Now, based on training and support from DIPEx UK, organisations in other countries are setting up parallel projects in universities and hospitals in Spain, Germany, Holland, Japan, South Korea, China, Israel and Palestine, Canada and Australia. Together, we will establish DIPEx International to co-ordinate the activities of the group, to collect and publish health experiences worldwide and, combinedly, to help with fundraising.
We have decided to use £50,000 of our DIPEx charitable reserves to do this. Oxford would then become the international centre for the highest quality worldwide health charity. As a result of our activity, Green Templeton College, where we are based in Oxford, plans to create a health experiences institute, a centre for research into patients’ experiences worldwide. DIPEx is just one example of a charity doing this. I am suggesting that a conversation may be arranged by the British Council with people involved in this sector to see whether this programme to help the charity and social enterprise field from Britain should be added to its mission, and to see if we could make connections and create new ways to spread aid and services to countries with which we wish to have relations.

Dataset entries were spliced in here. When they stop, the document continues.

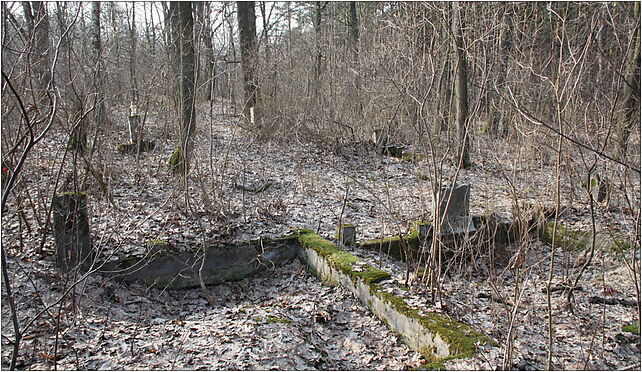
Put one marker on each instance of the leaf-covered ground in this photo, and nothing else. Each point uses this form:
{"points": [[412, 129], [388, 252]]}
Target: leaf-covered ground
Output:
{"points": [[285, 319]]}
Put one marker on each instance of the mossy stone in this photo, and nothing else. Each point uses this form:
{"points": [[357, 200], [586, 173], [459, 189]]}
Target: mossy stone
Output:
{"points": [[632, 328]]}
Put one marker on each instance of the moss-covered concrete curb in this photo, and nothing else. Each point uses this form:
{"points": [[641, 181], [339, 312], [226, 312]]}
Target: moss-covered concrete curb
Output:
{"points": [[434, 335]]}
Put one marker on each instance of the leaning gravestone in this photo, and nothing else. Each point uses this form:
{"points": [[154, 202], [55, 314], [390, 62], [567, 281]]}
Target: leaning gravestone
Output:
{"points": [[71, 231], [453, 210]]}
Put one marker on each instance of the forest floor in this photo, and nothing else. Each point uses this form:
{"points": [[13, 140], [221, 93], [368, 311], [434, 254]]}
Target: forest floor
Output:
{"points": [[285, 318]]}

Perhaps a conference could be held, to which we would invite 30 or 40 people from this field who would be interested in helping to take the idea forward. The participants might include five charities, five social enterprises, small, medium and large, the Social Enterprise coalition, the Social Investment Consultancy, Prism, the gift fund with which I am involved, Global Philanthropic, Global Tolerance, some experienced lawyers in the field, some big UK-based international businesses to help with advice on internationalisation and perhaps funding, and the Charity Commission.
I am sorry that I do not have the resources to research this more deeply. It is merely a suggestion, but perhaps noble Lords feel that it merits further research, discussion and action.